Pruning For Safety

Most people think of appearances when it comes to pruning. But there’s an important safety factor involved, too. Pruning removes dead limbs and branches and that makes for safer trees. Dead limbs and branches have a nasty tendency to fall off, particularly during high winds. If luck is on your side, there’s no damage – property or bodily. If luck isn’t on your side… Well, let’s just say it’s worth the time to do the pruning.

Examine trees annually to determine whether pruning is needed. In addition to keeping your trees safe and looking good, proper pruning is good for your trees’ health, too. It can add years to the overall life of your trees. Getting rid of dead, diseased, or damaged branches and limbs helps reduce further damage, much like removing gangrenous tissue saves human limbs.

Preventative pruning, in the form of removing crowded, rubbing or misshapen branches or branches with narrow crotch angles cuts down on tree damage in the long run. But, be careful. Too much of a good thing when it comes to pruning brings a new set of problems. The practice called topping or heading back the tree trunk to reduce the tree height may destroy the tree form and create large wounds, entry pathways for disease and insects,  basically like pruning on steroids, and just like the use of steroids, nothing about topping is good.

One of the myths about topping is that it’ll keep your trees from getting “too big”. Of course, proper tree selection in the first place negates that issue. Consider that one busted! Once you top a deciduous tree, you’ve kicked its growth rate into overdrive. The tree tries to re-grow its missing leaf area because it needs them to produce food. This growth spike won’t stop until the topped tree is approximately the same size it was pre-topping. The only exception to this rule happens when you’ve so injured the tree that it dies.

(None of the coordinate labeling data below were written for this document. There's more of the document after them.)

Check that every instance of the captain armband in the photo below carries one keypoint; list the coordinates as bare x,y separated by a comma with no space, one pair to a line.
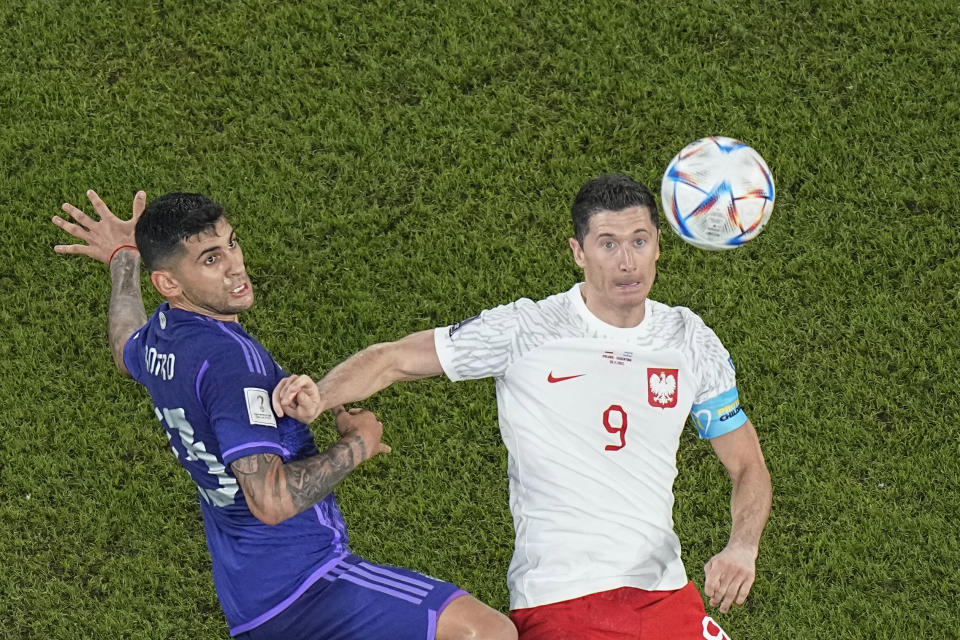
718,415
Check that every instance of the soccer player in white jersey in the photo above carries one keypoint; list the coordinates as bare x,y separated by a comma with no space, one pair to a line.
594,386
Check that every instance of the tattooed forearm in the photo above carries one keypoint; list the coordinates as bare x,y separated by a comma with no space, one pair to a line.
126,305
276,491
309,481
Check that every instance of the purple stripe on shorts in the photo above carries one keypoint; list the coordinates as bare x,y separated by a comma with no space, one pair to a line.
203,370
395,584
251,445
246,354
316,575
396,576
337,541
349,577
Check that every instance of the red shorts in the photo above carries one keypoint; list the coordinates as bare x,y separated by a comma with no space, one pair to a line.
621,614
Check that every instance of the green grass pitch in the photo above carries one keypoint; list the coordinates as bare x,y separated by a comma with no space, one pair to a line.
393,166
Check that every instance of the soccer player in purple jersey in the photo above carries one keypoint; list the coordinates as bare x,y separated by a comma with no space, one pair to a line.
281,563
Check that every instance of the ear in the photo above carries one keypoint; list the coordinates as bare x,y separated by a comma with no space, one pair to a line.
577,251
165,283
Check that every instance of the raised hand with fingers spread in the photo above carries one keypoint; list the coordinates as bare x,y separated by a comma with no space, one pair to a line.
103,238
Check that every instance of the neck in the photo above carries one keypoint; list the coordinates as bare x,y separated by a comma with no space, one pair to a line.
625,317
185,305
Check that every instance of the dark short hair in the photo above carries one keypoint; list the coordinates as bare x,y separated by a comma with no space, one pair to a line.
168,221
609,192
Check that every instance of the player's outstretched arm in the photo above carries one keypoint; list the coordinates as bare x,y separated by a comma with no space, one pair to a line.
111,240
275,490
359,376
730,573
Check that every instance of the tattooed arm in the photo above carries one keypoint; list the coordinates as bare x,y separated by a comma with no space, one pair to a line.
275,490
126,306
111,240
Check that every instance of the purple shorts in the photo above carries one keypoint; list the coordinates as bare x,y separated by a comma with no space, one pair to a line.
361,600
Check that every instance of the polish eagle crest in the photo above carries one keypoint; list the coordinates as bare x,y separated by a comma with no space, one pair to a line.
662,387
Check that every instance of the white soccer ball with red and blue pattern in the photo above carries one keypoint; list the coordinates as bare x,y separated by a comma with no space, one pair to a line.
717,193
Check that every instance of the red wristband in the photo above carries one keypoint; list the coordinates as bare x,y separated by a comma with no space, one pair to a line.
123,246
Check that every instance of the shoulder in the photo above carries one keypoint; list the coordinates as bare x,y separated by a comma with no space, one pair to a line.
681,317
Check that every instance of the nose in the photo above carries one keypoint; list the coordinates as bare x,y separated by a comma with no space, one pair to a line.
235,262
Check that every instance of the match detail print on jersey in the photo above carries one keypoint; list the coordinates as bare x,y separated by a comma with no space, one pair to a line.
551,379
662,387
258,407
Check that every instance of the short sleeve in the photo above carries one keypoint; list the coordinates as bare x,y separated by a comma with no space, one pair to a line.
478,347
716,408
131,356
237,400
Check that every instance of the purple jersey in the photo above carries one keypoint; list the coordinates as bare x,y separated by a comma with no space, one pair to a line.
211,385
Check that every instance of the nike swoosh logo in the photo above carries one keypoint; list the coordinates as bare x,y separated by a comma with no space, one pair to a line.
551,379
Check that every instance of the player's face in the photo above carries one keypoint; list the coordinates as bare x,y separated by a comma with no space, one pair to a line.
619,261
210,277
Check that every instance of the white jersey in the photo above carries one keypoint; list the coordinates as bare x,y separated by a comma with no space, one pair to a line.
591,416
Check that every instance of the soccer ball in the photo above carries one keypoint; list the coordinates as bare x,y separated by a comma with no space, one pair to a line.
717,193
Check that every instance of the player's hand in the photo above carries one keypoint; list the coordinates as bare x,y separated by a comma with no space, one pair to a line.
361,422
729,576
103,236
297,397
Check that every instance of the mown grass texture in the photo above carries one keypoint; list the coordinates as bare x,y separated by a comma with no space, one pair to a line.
396,166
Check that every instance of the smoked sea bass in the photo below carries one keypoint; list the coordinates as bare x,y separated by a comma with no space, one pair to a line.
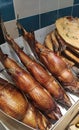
40,74
12,101
41,98
55,64
15,104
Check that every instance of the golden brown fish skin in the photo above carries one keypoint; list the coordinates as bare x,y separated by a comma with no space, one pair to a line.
55,64
58,67
25,82
12,101
41,75
15,104
35,119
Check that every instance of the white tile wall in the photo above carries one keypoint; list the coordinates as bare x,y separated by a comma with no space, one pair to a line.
12,28
65,3
26,8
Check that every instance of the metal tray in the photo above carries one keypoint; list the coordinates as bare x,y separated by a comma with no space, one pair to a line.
13,124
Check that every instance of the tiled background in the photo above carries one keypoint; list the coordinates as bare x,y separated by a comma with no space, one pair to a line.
35,14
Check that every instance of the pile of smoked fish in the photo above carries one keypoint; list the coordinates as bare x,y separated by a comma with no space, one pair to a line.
39,85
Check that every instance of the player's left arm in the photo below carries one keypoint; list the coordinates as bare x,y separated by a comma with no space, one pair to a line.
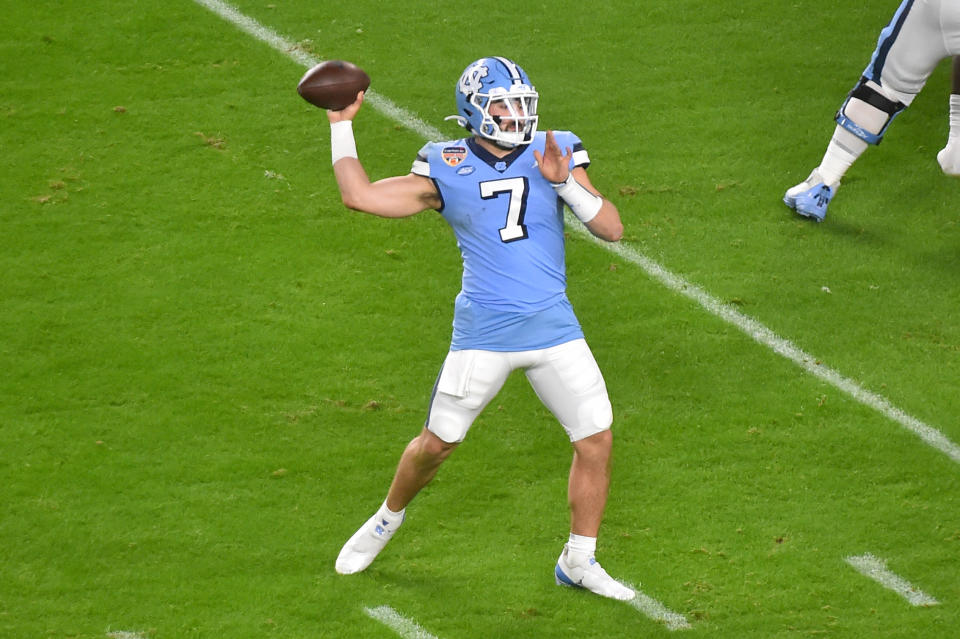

All of that work amounts to nothing AND creates a potential hazard! Excessive topping sometimes creates internal columns of rotten wood due to exposure to the organisms that cause rot. If not rot, then starvation hits the tree since topping removes all the leaves. A starved tree eventually dies and a dead tree is a hazard. The re-growth – new limbs coming from shoots and suckers – is often quite weak and susceptible to breakage.

Topping trees also creates a potential economic hazard. Trees have economic value and topping can reduce that value by hundreds of dollars. That ultimately reduces your property value. You’re also opening yourself to legal liability for any damage your dead or dying topped trees cause. Even if you’ve been lucky and they haven’t caused damages, many cities fine homeowners for topping trees due to the public safety factor.

Lastly, it’s just ugly. Trees are beautiful life forms, full of history. Topping wipes out growth of almost (or over) a century in one day and all that beauty is lost forever. Be wise, be safe, and don’t top your trees. When is doubt, consult with a certified arborist for a tree health or tree risk assessment, an ounce of prevention is worth more than a pound of cure.